This benchmark is primarily intended to be used with reasoning models like DeepSeek-R1 and its distilled models like DeepSeek-R1-Distill-Qwen-1.5B. Please use

pip install antlr4-python3-runtime

for parse_latex which we use for symbolic equality check.

Benchmark sglang

Launch the Server

python3 -m sglang.launch_server --model-path deepseek-ai/DeepSeek-R1-Distill-Qwen-1.5B --port 30000

Note that depending on the GPU this benchmark will take quiet some time. To employ data parallelism please use:

python3 -m sglang_router.launch_server --model-path deepseek-ai/DeepSeek-R1-Distill-Qwen-1.5B --port 30000 --dp-size 4

Benchmarking

We use suggested parameters of temperature=0.6, top_p=.95, max_new_tokens=32768. The command line argument num-tries can be used to evaluate the model multiple times on the same question. We use the suggested 64 from the repo for AIME 2024. For LIMO, we use 8 as the number of tries due to the size of the dataset.

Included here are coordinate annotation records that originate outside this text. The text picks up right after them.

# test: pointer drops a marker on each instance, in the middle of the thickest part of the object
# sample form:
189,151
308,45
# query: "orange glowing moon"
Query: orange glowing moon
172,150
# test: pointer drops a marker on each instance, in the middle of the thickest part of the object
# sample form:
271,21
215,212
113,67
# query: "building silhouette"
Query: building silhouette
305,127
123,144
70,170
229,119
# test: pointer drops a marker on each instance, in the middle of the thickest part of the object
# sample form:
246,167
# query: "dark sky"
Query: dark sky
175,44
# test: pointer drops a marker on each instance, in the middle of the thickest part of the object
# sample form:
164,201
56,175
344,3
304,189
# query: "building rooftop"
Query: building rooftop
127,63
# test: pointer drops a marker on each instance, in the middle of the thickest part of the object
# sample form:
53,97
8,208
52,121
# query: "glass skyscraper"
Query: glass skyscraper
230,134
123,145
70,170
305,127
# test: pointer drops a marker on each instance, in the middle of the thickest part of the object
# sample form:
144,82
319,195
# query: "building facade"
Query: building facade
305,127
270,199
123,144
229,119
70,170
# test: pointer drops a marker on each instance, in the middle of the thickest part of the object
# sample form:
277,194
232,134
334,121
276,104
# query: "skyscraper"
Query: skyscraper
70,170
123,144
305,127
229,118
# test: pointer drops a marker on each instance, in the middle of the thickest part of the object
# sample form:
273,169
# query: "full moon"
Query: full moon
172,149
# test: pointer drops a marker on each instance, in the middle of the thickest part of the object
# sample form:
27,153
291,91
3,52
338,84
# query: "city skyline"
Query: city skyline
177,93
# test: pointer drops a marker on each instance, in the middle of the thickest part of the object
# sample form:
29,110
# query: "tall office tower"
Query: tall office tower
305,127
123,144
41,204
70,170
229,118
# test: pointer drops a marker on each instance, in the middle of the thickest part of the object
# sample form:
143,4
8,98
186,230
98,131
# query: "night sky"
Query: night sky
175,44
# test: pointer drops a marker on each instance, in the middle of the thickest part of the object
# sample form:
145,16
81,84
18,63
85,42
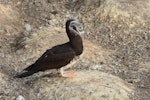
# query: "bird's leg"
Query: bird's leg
66,73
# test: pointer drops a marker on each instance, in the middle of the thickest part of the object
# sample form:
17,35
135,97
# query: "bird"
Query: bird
60,55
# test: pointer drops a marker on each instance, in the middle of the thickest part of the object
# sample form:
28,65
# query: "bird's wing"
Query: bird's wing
50,56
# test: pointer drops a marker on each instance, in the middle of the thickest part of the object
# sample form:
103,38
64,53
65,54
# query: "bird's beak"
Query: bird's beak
76,23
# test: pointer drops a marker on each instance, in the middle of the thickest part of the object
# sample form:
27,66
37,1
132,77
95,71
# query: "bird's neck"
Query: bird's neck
76,41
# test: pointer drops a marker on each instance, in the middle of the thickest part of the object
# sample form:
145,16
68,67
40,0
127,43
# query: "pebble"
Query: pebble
28,27
20,97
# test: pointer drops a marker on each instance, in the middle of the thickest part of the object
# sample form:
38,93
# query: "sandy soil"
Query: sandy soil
116,41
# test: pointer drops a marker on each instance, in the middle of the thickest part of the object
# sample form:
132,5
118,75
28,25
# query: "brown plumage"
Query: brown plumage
60,55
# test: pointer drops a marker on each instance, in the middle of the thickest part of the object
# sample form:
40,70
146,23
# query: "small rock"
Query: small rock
28,27
20,97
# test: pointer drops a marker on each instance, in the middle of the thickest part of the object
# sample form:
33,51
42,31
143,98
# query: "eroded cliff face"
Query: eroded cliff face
116,42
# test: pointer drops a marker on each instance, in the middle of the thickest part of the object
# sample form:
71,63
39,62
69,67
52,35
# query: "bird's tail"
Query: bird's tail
29,68
25,74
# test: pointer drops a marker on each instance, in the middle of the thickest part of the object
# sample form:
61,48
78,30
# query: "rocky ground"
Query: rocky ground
116,41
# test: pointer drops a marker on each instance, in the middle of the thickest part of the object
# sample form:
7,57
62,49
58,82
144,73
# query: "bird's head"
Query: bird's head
71,26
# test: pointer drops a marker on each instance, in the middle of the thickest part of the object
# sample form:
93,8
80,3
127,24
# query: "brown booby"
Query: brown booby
59,56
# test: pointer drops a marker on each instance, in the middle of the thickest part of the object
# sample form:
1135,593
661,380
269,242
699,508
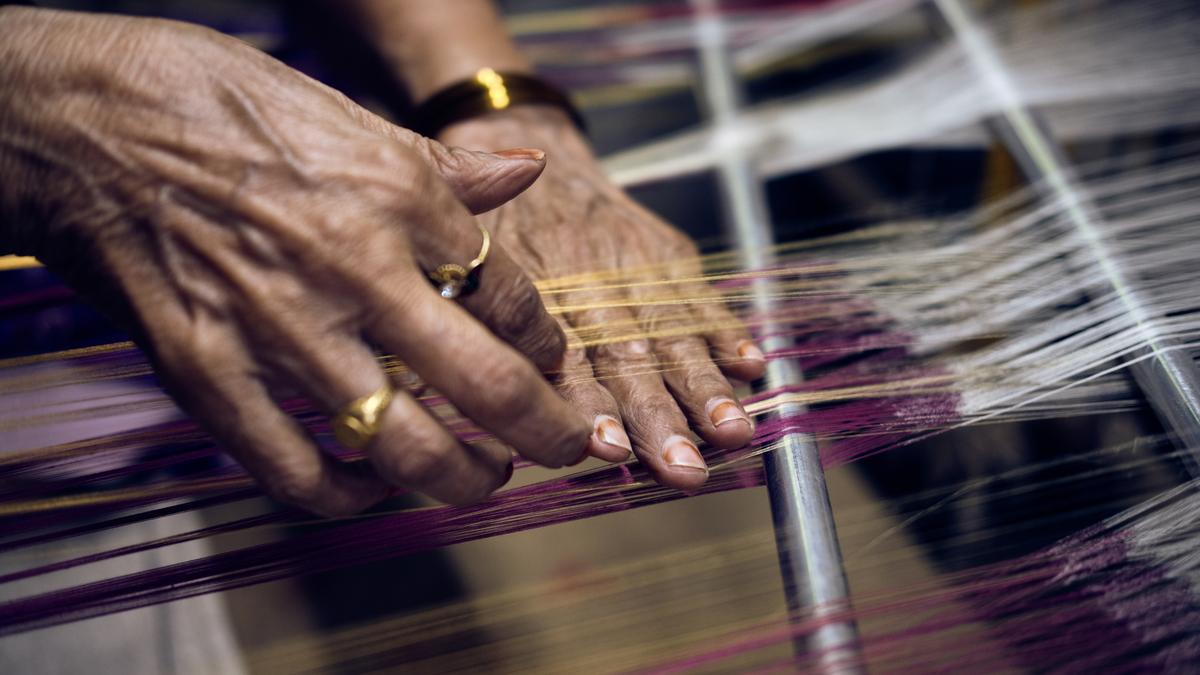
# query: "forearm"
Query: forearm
432,45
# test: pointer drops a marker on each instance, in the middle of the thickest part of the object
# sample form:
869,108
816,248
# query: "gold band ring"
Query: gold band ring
358,423
453,280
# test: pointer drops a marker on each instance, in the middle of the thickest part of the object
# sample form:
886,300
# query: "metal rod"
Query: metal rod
805,536
1168,377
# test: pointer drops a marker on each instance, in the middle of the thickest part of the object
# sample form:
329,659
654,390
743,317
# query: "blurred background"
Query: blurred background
627,590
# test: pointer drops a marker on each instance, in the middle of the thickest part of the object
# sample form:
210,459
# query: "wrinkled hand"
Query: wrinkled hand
574,220
257,232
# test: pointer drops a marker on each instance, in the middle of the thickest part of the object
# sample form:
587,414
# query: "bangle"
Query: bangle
486,93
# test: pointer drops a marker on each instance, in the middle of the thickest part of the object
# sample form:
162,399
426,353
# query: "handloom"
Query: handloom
905,329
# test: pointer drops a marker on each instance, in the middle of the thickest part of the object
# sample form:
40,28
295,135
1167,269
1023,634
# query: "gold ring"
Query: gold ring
357,423
453,280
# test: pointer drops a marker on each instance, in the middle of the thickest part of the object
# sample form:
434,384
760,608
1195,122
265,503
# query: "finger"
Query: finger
480,180
579,387
268,442
697,386
484,180
627,368
412,448
505,300
484,377
730,342
702,392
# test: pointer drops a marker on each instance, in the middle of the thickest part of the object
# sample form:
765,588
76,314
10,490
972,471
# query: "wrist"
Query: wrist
22,29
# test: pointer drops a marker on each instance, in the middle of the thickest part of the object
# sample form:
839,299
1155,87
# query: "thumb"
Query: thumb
480,180
484,180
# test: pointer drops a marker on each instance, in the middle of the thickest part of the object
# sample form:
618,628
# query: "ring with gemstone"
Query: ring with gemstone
453,280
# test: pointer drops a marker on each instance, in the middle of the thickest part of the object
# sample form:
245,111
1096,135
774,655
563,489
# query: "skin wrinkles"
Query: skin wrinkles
258,244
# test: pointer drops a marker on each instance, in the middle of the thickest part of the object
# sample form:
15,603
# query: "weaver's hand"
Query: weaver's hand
257,232
573,221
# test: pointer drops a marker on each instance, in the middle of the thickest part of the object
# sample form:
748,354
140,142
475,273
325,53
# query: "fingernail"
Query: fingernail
724,410
750,351
610,431
522,154
682,453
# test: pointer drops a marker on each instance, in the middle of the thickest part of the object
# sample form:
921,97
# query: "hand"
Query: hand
257,231
575,220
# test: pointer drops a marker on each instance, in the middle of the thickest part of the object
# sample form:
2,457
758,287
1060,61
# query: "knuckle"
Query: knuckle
423,465
621,357
299,483
508,384
517,308
705,380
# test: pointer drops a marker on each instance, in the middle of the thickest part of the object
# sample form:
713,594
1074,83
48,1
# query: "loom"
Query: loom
815,579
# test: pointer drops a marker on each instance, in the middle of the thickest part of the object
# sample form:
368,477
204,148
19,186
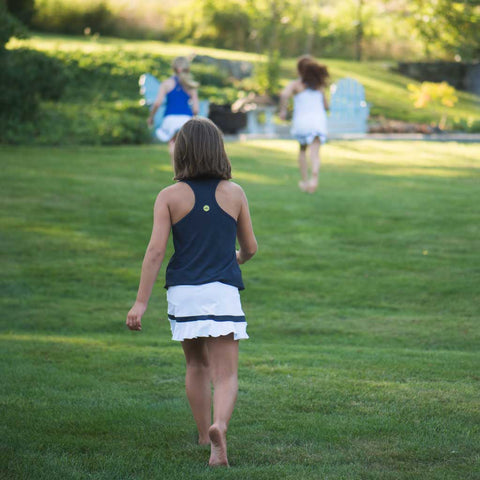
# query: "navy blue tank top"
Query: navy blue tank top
178,101
204,242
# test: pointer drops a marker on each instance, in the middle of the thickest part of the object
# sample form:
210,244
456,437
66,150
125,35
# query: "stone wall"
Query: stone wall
462,76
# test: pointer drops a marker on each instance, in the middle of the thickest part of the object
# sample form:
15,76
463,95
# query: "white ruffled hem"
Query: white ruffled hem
207,328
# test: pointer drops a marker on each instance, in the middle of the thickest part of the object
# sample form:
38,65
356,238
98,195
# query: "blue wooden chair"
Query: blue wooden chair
348,109
149,86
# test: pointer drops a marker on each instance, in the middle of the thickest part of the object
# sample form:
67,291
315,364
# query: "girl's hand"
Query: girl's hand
134,317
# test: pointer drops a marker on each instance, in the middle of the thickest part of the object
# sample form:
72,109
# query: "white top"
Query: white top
309,114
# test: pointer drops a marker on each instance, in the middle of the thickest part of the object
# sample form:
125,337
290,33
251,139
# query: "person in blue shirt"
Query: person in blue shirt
206,214
180,93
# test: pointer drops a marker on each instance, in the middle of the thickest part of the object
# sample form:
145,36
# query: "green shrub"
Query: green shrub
74,18
26,77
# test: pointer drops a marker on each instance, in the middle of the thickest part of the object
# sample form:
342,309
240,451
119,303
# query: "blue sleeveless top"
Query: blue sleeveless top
204,242
177,101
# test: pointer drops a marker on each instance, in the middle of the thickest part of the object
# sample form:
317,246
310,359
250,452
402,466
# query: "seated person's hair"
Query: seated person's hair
315,75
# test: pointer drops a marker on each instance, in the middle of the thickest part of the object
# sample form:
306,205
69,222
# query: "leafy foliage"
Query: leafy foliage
440,95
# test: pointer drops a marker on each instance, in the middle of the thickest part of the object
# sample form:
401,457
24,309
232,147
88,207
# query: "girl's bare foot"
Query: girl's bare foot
218,440
303,186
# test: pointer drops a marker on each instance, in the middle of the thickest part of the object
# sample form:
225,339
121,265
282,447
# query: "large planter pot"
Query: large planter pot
226,120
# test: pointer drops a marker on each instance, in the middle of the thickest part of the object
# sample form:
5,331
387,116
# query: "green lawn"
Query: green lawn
362,306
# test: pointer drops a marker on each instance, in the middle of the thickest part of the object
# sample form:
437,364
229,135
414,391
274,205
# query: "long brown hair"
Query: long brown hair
314,75
200,152
181,66
302,62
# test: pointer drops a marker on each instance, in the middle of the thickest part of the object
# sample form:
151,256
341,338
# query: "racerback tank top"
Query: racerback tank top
204,242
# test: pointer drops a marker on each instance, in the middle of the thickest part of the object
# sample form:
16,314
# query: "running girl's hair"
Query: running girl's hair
302,62
181,67
199,152
314,75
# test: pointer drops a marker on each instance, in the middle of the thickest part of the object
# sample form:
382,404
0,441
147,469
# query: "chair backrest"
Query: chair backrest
348,109
347,93
149,86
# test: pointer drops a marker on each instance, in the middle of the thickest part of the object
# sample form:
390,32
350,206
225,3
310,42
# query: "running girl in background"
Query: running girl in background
180,94
309,123
206,214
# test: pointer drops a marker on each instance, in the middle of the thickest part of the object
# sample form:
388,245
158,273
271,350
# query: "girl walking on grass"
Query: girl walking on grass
180,94
206,214
309,123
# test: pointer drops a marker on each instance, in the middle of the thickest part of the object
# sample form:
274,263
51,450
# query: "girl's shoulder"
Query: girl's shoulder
173,192
169,83
231,189
298,86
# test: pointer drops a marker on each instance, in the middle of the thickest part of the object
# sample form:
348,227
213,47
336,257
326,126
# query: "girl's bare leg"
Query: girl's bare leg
315,159
197,384
302,164
223,358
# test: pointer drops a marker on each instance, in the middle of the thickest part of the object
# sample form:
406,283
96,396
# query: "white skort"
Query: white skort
208,310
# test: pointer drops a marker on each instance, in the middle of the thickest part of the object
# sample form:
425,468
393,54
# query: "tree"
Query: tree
22,9
452,26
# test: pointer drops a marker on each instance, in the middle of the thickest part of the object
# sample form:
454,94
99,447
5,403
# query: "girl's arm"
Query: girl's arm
245,235
287,92
152,261
195,105
164,88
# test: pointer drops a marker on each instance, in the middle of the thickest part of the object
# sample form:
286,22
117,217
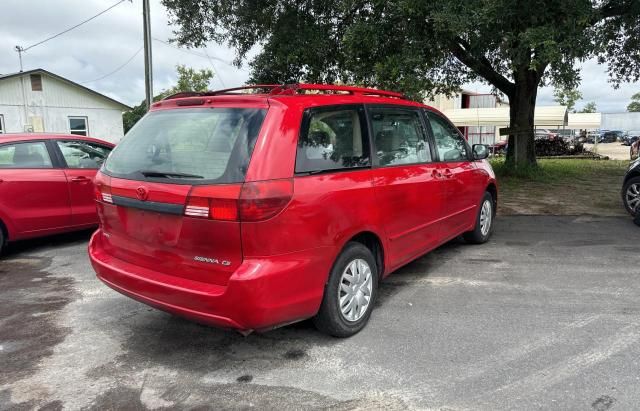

By default evaluate on LIMO dataset.

python3 bench_sglang.py --parallel 256 --num-tries 64 --port 30000

Evaluate on AIME 2024 dataset.

python3 bench_sglang.py --parallel 256 --port 30000 --data-path Maxwell-Jia/AIME_2024 --question-key Problem --answer-key Answer --num-tries 64

Evaluate on AIME 2025 I dataset. For benchmark result see here.

python3 bench_sglang.py --parallel 256 --port 30000 --data-path opencompass/AIME2025 --question-key question --answer-key answer --num-tries 64

Results

Dataset	Num Tries	Accuracy	Reference
LIMO	8	47.7%	?
AIME 2024	64	33.2%	28.9%
AIME 2025 I	64	29.9%	25.0%